Question

How to graph a parabola $y = {x^2} - 4x - 5$?

Answer 1

In order graph the parabola to the above quadratic equation ,first identity the nature of roots of the equation by finding the value of determinant using formula $D = {b^2} - 4ac$.D>0 means the both the roots are distinct and real .
These roots are nothing but the points of x-intercept at which the parabola touches the x-axis. To determine the roots use the quadratic formula .
Then they find out the vertex by using x coordinate as$x = - \dfrac{b}{{2a}}$and at the end determine is there a y- intercept or not by putting $x = 0$in the equation. Graph all these coordinates to get your desired graph of the parabola.

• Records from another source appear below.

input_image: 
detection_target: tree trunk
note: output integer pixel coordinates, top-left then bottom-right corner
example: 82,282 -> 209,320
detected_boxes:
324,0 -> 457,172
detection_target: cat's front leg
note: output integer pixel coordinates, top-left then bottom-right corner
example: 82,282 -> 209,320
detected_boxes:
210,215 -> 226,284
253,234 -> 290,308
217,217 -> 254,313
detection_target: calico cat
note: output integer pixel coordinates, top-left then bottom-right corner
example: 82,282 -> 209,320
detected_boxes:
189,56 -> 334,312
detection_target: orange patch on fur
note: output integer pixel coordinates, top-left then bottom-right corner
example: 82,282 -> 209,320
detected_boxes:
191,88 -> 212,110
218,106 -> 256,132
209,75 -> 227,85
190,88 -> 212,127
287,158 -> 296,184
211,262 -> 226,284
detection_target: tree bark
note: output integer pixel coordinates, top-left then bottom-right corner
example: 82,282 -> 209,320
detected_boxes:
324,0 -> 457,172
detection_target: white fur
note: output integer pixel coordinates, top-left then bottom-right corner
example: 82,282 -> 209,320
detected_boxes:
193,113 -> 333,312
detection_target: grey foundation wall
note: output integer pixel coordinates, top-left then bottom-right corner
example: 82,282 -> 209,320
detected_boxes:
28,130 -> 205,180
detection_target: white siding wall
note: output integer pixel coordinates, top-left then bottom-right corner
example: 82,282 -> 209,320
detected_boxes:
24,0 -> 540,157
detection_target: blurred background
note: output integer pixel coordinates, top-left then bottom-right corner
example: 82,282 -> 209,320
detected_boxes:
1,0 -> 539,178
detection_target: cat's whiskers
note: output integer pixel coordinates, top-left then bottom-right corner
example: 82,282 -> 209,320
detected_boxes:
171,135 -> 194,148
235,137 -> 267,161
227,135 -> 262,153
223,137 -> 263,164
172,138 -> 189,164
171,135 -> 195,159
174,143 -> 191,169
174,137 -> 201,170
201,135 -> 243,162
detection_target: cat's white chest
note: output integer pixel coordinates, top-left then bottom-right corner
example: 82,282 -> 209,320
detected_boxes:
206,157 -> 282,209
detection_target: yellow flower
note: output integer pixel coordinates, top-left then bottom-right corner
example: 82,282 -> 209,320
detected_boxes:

Complete step by step solution:
We are given a quadratic equation $y = {x^2} - 4x - 5$
The equation is quadratic in terms of variable $x$,so the graph will be an Upward opening parabola.
Comparing the equation with the standard quadratic equation$a{x^2} + bx + c$,we get
$a = 1 \\\ b = - 4 \\\ c = - 5 \\\$
To graph this quadratic, we have to first find the nature of roots of the equation .For this we will calculate the determinant(D)
$D = {b^2} - 4ac \\\ = {( - 4)^2} - 4(1)( - 5) \\\ = 16 + 20 \\\ = 36 \\\$
Since $D > 0$,the quadratic equation is having both roots as distinct real.
By this we can say that the graph of parabola will have two x-intercept .
For points of intercept ,we will find the solution to the quadratic equation. Let the roots of the equation be $x1\,and\,x2$
$x1 = \dfrac{{ - b + \sqrt D }}{{2a}} \\\ = \dfrac{{ - ( - 4) + \sqrt {36} }}{{2.(1)}} \\\ = \dfrac{{4 + 6}}{{2.(1)}} \\\ = \dfrac{{10}}{2} \\\ = 5 \\\$
and
$x2 = \dfrac{{ - b - \sqrt {{b^2} - 4ac} }}{{2a}} \\\ = \dfrac{{ - ( - 4) - \sqrt {36} }}{{2.(1)}} \\\ = \dfrac{{4 - 6}}{{2.(1)}} \\\ = \dfrac{{ - 2}}{2} \\\ = - 1 \\\$
Hence, the points $(0,5)$and $\left( {0, - 1} \right)$both the x-intercept of the graph
Now finding the x-coordinate of the vertex(V)
$x = - \dfrac{b}{{2a}} \\\ = - \dfrac{{( - 4)}}{{2.1}} \\\ = \dfrac{4}{2} \\\ = 2 \\\$
Now putting $x = 2$in the original equation to determine the y-coordinate of the vertex(V)
$y = {2^2} - 4.2 - 5 \\\ = 4 - 8 - 5 \\\ = - 9 \\\$
Therefore the vertex of the parabola will be at $(2, - 9)$.
We can have a look at is there any y-intercept of the graph .So, to find this put$x = 0$into the equation, we get
$
y = {x^2} - 4x - 5 \\

= {0^2} - 4.0 - 5 \\
= - 5 \\
$So, y-intercept also exists at$(0, - 5)$. Therefore, the parabola to the equation$y = {x^2} - 4x - 5$will be,

Hence, we have successfully plotted the parabola of the equation$y = {x^2} - 4x - 5$.

Alternative:
You can also alternatively use a direct method which uses Quadratic Formula to find both roots of a quadratic equation as

$x1 = \dfrac{{ - b + \sqrt {{b^2} - 4ac} }}{{2a}}$ and $x2 = \dfrac{{ - b - \sqrt {{b^2} - 4ac} }}{{2a}}$
x1,x2 are root to quadratic equation $a{x^2} + bx + c$

Hence the factors will be $(x - x1)\,and\,(x - x2)\,$.

Additional Information:
Quadratic Equation: A quadratic equation is a equation which can be represented in the form of $a{x^2} + bx + c$where $x$is the unknown variable and a,b,c are the numbers known where $a \ne 0$.If $a = 0$then the equation will become a linear equation and will no longer be quadratic .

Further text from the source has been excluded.